Sarıyer İstinye'de bulunan Mahmut Çavuş Camii'nde ikindi namazında bir araya gelen binlerce kişi, ellerindeki pankartlarla ABD ve işgal rejimi aleyhine attıkları sloganlar eşliğinde Amerika Başkonsolosluğuna kadar yürüdü.
Gazze Dayanışma Platformu tarafından gerçekleştirilen programa, Özgür Der, Peygamber Sevdalıları, Özgür Kudüs Platformu gibi kuruluşlar destek verdi.
"ABD'nin kirli geçmişini iyi biliyoruz"
ABD Başkonsolosluğu önünde Kur'an-ı Kerim tilaveti ile başlayan programda konuşan Özgür Der Genel Başkanı Rıdvan Kaya, "Tam 13 aydır siyonist çetenin Gazze'de sadece kardeşlerimizi, bacılarımızı, çocuklarımızı değil tüm insanlığı, insani değerleri katlettiğine hep beraber şahitlik ettik.
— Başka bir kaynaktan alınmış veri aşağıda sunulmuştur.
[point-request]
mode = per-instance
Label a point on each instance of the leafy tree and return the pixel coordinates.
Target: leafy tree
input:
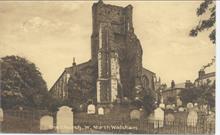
(21, 83)
(204, 94)
(205, 24)
(81, 88)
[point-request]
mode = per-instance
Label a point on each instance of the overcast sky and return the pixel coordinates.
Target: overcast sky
(50, 34)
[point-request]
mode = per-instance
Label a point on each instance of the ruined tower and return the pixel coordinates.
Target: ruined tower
(117, 51)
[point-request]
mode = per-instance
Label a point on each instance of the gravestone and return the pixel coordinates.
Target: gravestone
(189, 105)
(101, 111)
(65, 120)
(91, 109)
(46, 122)
(169, 107)
(181, 109)
(135, 115)
(162, 105)
(158, 117)
(1, 115)
(179, 102)
(169, 119)
(192, 118)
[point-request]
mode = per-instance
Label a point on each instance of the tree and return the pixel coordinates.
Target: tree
(204, 94)
(21, 83)
(205, 24)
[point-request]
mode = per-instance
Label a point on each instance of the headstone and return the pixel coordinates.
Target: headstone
(65, 120)
(1, 115)
(91, 109)
(46, 122)
(158, 118)
(189, 105)
(195, 104)
(179, 102)
(135, 115)
(211, 118)
(169, 119)
(162, 105)
(192, 118)
(181, 109)
(169, 107)
(101, 111)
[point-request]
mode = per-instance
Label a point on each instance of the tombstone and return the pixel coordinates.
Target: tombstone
(91, 109)
(192, 118)
(65, 120)
(169, 119)
(158, 118)
(181, 109)
(135, 115)
(189, 105)
(46, 122)
(211, 118)
(101, 111)
(173, 106)
(162, 105)
(1, 115)
(179, 102)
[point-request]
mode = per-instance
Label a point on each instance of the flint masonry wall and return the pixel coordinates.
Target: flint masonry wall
(122, 39)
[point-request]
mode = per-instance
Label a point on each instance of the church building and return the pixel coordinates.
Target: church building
(115, 69)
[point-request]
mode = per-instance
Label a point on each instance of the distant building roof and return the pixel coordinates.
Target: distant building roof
(144, 70)
(177, 86)
(206, 76)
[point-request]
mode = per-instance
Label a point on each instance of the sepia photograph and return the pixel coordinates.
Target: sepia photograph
(108, 67)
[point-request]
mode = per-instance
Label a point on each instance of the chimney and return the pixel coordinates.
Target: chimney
(201, 73)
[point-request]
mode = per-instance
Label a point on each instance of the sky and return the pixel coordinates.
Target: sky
(50, 34)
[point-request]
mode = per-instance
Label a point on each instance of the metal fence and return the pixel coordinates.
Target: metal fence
(29, 122)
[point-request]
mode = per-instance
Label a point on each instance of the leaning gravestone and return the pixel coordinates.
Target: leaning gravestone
(101, 111)
(135, 115)
(181, 109)
(169, 119)
(65, 120)
(192, 118)
(1, 115)
(189, 106)
(179, 102)
(169, 107)
(91, 109)
(162, 105)
(158, 117)
(46, 122)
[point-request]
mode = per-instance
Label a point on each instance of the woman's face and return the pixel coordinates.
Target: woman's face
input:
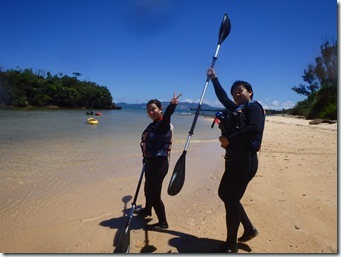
(154, 112)
(241, 95)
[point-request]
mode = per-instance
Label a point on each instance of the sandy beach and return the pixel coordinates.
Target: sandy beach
(292, 201)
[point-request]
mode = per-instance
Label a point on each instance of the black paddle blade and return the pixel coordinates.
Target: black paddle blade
(225, 29)
(178, 177)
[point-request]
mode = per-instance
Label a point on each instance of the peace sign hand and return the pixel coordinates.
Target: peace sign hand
(175, 99)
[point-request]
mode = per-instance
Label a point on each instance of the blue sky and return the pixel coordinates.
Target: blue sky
(144, 49)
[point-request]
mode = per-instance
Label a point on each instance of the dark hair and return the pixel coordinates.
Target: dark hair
(246, 85)
(156, 102)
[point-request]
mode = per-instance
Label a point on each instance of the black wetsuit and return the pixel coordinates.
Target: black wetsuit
(156, 168)
(241, 163)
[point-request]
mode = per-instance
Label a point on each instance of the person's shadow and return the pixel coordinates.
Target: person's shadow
(184, 243)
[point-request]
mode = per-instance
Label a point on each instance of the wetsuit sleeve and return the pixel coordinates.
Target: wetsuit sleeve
(254, 124)
(222, 96)
(164, 126)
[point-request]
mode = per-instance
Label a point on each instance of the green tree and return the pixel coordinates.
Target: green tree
(321, 88)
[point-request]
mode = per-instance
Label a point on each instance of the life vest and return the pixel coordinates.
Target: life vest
(154, 145)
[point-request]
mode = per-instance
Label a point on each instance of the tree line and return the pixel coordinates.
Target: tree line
(23, 88)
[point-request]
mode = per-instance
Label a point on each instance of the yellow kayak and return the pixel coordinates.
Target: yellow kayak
(92, 121)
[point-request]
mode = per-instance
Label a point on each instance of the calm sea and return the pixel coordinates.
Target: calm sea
(44, 151)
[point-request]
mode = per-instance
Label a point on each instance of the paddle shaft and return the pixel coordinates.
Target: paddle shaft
(191, 132)
(124, 242)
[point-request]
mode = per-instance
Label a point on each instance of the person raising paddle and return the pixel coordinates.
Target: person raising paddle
(241, 161)
(156, 144)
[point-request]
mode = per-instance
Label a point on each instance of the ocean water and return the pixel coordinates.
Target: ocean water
(47, 151)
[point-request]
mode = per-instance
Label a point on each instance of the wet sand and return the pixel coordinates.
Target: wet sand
(292, 201)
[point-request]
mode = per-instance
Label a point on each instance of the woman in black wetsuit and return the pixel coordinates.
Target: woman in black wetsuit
(241, 161)
(156, 143)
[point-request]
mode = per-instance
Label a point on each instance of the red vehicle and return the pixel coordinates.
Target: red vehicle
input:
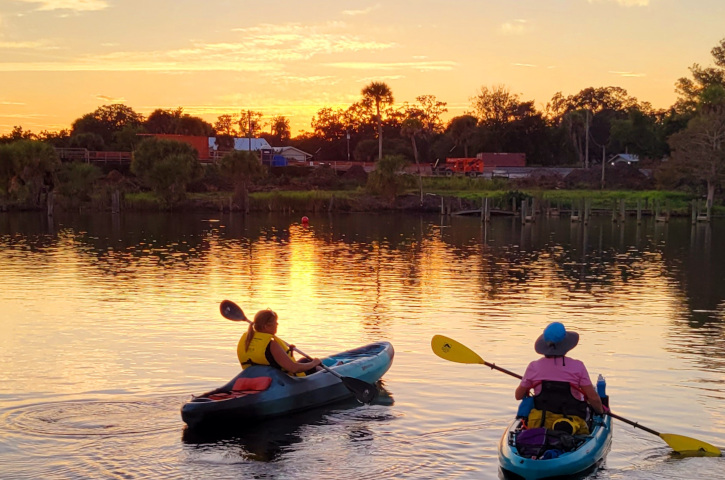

Bu süreç, başından itibaren ABD denilen zalim, küresel fesat desteğiyle devam ediyor. Bizler, ABD'nin kirli geçmişini iyi biliyoruz. Amerika Kıtası'na geldiklerinde yerli halk olan Kızılderilileri soykırıma uğrattılar. Afrika'dan 10 milyonlarca siyahi kardeşimizi buralara getirip köleleştirdiler, onlara her türlü zulmü reva gördüler. Yakın zamanda Afganistan'da ve Irak'ta işledikleri suçlara şahitlik ettik. Guantanamo zulmünü, Ebu Gureyb'i unutmadık, asla unutmayacağız. Bu alçaklar şimdi de Gazze'de gözü dönmüş, kudurmuş bir köpek gibi kardeşlerimize saldıran israile askeri, siyasi, ekonomik destek veriyor. Siyonistler zor durumda kaldıklarında milyonlarca dolar destek veriyorlar. Yaşadığımız bu süreç tüm dünyaya, yeryüzünün bir İsrail sorunu olduğunu gösterdi. Yeryüzünün ondan daha büyük bir ABD sorunu var. Bu necis varlıklar temizlenmedikçe yeryüzünde adaletin, huzurun mümkün olmayacağını herkes gördü." dedi.
"Ne yaparlarsa yapsınlar Filistin halkına asla boyun eğdiremezler"
Kaya, "13 aydır 10 binlerce çocuğa, hanıma kıydılar. 50 binden fazla insanı katlettiler. 100 binden fazla insanı yaraladılar, sakat bıraktılar. Doktorlar, hemşireler, yardım görevlileri ve gazetecileri katlettiler. Hiçbir kural tanımıyorlar. Gazze'den sonra Lübnan'da 3 binden fazla insanı katlettiler. Şimdi de Birleşmiş Milletler yardım kuruluşunu hedef aldılar. Batı Şeria'da BM yardım kuruluşunun binasını yıktılar. Onlarca yıldır işgal altında olan Filistin halkının eğitim ve sağlık hizmetlerine ulaşmaması için doğrudan BM yardım kuruluşunu bile terörist ilan eden bir azgınlık ile karşı karşıyayız. Ancak şunu biliyoruz ki ne yaparlarsa yapsınlar nafile… Filistin halkına asla boyun eğdiremezler. HAMAS'ın, İzzettin El Kassam'ın direnişini bastıramazlar." diye konuştu.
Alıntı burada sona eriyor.